The Prison Rape Elimination Act (PREA) has been getting a lot of coverage lately, and most recently in North Carolina by the largest U.S. civil rights group. Sending letters to 100 North Carolina counties about their compliance with the act, the ACLU has gotten about 75 percent response rate, and they say that’s not good enough according to this associated press news article. Twenty-three of the sheriffs in North Carolina have been silent, prompting the ACLU to calling media attention to the state in order to produce pressure to comply. Familiar with this song and dance, attorneys in San Antonio and other parts of Texas are waiting for the finale to see what implications it could have for their home state, too.
A leader of the North Carolina sheriff’s association has said it isn’t over yet: contending that the ACLU’s questions weren’t worded well – the 23 counties may actually be in compliance with PREA. Eddie Caldwell, the association’s executive vice president and general counsel reports that sheriff’s aren’t required to explain to the ACLU why counties haven’t adopted policies, and that when the ACLU asked about “new policies to comply with the new law,” they may have not factored in counties that are already in compliance, meaning there would be no new policies.

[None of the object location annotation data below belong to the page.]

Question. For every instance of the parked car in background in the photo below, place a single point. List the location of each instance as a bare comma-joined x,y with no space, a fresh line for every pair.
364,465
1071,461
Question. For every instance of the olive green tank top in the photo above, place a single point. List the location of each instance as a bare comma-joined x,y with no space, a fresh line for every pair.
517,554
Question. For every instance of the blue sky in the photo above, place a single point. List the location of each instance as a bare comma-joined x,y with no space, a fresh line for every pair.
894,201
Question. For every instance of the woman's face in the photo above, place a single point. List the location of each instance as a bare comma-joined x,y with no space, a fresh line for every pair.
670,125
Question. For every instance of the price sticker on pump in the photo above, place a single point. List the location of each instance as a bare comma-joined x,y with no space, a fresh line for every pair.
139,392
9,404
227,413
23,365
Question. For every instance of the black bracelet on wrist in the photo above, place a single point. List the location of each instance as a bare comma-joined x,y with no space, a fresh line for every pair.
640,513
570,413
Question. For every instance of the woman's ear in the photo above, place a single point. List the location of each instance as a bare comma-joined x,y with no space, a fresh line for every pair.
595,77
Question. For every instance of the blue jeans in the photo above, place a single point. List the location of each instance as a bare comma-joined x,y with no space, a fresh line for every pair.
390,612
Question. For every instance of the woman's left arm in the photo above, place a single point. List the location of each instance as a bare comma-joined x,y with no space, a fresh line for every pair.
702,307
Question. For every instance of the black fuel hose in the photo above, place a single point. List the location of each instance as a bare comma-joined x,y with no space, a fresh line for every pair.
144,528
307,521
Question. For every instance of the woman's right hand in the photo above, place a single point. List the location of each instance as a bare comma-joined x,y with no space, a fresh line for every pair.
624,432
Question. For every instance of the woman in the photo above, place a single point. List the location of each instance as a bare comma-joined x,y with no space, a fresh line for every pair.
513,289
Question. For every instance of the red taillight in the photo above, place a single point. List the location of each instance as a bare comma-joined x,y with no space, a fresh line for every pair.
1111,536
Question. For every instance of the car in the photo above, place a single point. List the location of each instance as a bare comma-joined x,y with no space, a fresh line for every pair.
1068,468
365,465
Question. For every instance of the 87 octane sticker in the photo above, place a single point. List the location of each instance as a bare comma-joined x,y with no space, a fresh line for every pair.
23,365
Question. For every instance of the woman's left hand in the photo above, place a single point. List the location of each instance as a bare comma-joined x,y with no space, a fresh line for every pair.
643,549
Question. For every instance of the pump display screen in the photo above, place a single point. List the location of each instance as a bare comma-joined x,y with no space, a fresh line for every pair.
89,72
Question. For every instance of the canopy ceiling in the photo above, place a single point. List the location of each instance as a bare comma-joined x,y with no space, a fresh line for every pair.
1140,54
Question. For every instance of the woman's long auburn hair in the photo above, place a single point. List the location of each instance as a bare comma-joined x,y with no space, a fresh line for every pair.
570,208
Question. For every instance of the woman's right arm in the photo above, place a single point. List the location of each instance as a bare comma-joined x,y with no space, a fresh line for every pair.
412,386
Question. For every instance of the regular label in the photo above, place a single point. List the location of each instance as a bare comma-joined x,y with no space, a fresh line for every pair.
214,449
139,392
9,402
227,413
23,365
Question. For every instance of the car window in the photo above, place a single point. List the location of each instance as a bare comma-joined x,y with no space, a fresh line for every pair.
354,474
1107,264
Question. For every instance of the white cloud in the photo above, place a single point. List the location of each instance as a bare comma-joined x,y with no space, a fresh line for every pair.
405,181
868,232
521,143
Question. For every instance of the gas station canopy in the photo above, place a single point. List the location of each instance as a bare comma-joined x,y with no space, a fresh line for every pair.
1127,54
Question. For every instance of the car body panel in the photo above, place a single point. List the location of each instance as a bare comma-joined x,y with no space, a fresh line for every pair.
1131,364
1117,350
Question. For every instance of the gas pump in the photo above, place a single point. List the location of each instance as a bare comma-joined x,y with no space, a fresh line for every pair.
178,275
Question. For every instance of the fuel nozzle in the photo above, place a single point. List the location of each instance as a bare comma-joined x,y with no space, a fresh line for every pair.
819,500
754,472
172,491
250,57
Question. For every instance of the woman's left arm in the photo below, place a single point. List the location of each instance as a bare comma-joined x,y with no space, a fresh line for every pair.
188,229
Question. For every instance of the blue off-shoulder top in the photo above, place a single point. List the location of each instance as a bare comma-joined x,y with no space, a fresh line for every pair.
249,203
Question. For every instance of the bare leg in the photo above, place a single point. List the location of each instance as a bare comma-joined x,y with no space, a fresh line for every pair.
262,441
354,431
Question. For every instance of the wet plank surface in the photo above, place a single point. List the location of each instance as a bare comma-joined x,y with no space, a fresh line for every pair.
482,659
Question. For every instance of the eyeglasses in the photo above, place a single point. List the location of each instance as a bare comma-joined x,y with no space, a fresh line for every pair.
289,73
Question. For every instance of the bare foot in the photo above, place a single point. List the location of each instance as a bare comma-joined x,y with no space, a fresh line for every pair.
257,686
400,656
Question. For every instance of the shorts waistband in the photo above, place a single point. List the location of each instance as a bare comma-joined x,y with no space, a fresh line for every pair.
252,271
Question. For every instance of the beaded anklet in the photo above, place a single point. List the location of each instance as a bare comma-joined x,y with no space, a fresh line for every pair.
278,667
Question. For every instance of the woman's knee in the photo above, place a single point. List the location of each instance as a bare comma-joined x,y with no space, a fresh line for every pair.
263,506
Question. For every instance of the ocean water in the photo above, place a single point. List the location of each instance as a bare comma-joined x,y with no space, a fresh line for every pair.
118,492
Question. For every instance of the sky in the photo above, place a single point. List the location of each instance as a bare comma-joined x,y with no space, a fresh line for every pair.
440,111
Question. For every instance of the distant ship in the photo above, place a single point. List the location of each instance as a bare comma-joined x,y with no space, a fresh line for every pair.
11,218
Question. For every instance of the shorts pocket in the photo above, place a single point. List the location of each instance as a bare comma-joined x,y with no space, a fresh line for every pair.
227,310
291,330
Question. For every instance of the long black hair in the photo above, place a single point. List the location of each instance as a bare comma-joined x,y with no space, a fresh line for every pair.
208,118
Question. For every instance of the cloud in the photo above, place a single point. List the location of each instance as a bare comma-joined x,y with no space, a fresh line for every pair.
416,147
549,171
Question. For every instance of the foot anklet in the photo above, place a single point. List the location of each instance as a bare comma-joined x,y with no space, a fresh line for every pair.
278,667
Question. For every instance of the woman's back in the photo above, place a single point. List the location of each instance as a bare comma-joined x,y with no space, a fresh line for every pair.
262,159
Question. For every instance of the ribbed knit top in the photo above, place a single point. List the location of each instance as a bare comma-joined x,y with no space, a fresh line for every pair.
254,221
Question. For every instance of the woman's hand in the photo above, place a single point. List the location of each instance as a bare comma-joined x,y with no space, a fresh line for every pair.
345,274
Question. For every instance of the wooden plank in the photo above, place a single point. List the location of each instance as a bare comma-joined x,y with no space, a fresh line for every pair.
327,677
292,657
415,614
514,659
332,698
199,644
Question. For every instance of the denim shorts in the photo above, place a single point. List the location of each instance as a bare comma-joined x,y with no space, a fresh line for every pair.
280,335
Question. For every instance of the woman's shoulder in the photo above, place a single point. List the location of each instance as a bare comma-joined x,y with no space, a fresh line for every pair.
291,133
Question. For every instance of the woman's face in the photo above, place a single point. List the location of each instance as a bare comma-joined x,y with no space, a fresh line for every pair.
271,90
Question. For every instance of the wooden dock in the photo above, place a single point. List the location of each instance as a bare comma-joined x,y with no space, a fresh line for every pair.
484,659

If you think this sounds like a slippery side-step, you could be in agreement with attorneys in San Antonio, Houston, and parts of Texas facing the same pressure to get in line and start moving with the new policy. Enacted in 2003, but having just finalized the rules in 2012, PREA is rising in the news for its May 15 compliance deadline, which Texas Gov. Rick Perry has publicly flouted. Attorneys in San Antonio or El Paso could be busy with cases of clients at Bexar or El Paso County jails who experience injury as a result of the state’s noncompliance with PREA—something the ACLU wants to prevent in the first place.
The follow up letter sent by the ACLU to the 23 North Carolina sheriffs “was carefully crafted to cover both current policies and any adopted because of the law,” so that the response by the sheriffs who reported that they had no records for the request was taken to mean “they’re not complying with PREA,” says ACLU Policy Director, essentially calling Caldwell’s bluff.
Legal Director for ACLU-NC Chris Brook acknowledges that the required audit and compliance policies can be expensive for detention centers—which is essentially why Texas is trying to opt out. Gov. Perry’s assertion that the PREA infringes on state’s rights was the philosophical complement to his complaint that compliance is too costly. Ironically, Texas could lose millions of federal dollars in funding for not complying, and potentially more if attorneys in San Antonio or other cities whose jails don’t comply sue the state for damages.
Besides, it shouldn’t be about the money, Brook and Preston say in their letter: “It is deeply troubling that your facility is making no efforts to comply with PREA given that this law is intended to realize the laudable goal of preventing sexual assault in jails and make reporting of assault easier for detainees.” So it is, ACLU. So it is.